MW: If there is a connection on that level, it was definitely unconscious. I do realize looking back, it does follow [the] structure of “Survivor.” There are people from all kinds of different backgrounds all in this one location, and you know someone’s going to be gone when it’s all over. Someone’s going to get sacrificed. Also, some of the music choices and this sense of foreboding, even though it’s just really people sitting around talking and you just feel like, “Why is this so over cooked?” So I feel like there is definitely some aesthetic connection because I have watched “Survivor” for 20 years now. It was not necessarily intentional, but probably speaks to my own pleasures of what I have been watching with “Survivor.”

A: And lastly, I’m wondering what your thoughts are on the new season [of “Survivor”]. I read an article saying Jeff Probst has been going to you for advice on where to take the show.

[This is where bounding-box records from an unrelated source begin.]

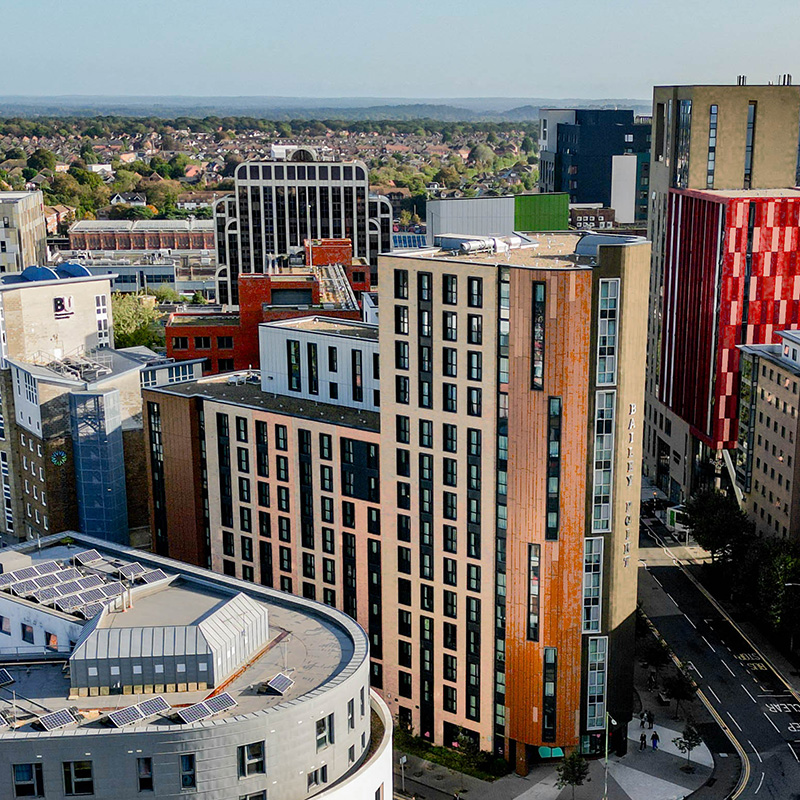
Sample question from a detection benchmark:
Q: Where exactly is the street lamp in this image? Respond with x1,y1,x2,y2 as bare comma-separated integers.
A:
603,711,617,800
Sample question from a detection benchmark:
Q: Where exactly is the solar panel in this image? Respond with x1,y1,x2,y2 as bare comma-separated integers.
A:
79,603,105,619
78,589,106,603
138,569,169,583
108,706,144,728
72,550,103,564
39,708,78,731
33,586,60,603
205,692,238,714
178,703,211,725
56,567,82,583
11,580,39,595
100,581,125,597
34,573,61,589
267,672,294,694
34,561,61,575
138,694,171,717
117,561,145,578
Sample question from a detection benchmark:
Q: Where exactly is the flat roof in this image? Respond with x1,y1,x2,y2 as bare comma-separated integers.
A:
259,317,378,342
0,531,367,738
144,370,380,432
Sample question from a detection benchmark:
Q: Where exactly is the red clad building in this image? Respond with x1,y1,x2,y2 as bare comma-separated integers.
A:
166,265,362,375
659,189,800,449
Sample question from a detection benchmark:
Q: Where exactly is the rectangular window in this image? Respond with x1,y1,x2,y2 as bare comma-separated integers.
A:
597,278,619,385
237,742,267,778
586,636,608,731
592,391,616,532
467,278,483,308
531,281,546,391
63,761,94,797
12,762,44,797
528,544,541,642
545,397,561,541
583,536,603,633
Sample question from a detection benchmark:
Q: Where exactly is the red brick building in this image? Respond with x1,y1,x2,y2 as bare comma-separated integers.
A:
166,265,362,375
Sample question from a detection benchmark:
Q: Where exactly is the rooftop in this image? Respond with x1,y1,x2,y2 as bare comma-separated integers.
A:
260,317,378,342
145,370,380,431
0,532,367,739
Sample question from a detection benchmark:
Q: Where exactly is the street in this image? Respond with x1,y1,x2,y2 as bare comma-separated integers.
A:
639,530,800,800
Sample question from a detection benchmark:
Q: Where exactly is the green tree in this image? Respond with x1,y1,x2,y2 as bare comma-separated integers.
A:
111,293,164,347
664,669,697,719
683,490,753,562
556,750,589,800
672,720,703,770
28,147,56,172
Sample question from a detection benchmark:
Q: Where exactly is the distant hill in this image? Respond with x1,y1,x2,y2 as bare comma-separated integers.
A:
0,95,650,122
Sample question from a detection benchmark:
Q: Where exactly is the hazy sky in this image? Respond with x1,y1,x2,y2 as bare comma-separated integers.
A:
6,0,800,98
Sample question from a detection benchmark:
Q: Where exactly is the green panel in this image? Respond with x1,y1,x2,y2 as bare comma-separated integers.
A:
514,192,569,232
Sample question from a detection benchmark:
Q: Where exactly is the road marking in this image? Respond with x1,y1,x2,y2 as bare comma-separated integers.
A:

MW: I’ve really been liking it. I feel like what I loved about “Survivor” initially and what I still think is cool about it is the part that is kind of universal: how it relates to surviving Hollywood or surviving corporate life or surviving school, or how we navigate through the world and try to succeed and still have people root for you. It’s about how aggressive you can be, or who ends up succeeding in life, and who ends up blowing up their game. But I feel like sometimes when there are too many twists and when you’re basically reacting to the little levers that the producers are pushing, it makes it less analogous to life. I don’t like when they throw in those little devices, and I felt like it might be going in that direction. You know, one guy has one-third of an idol and he has to speak some weird gibberish at tribal council to send a message, and then he doesn’t get to vote. And I was like, “Nobody can relate to this situation.”

I like it when it’s kind of a player-generated drama. My season, we had that girl who just wanted someone else’s jacket. It’s the little stuff where you think to yourself, “I just can’t,” that takes it to the next level. Where it starts to reveal just the craziness of human nature is when I think it’s a pretty sublime show, you know?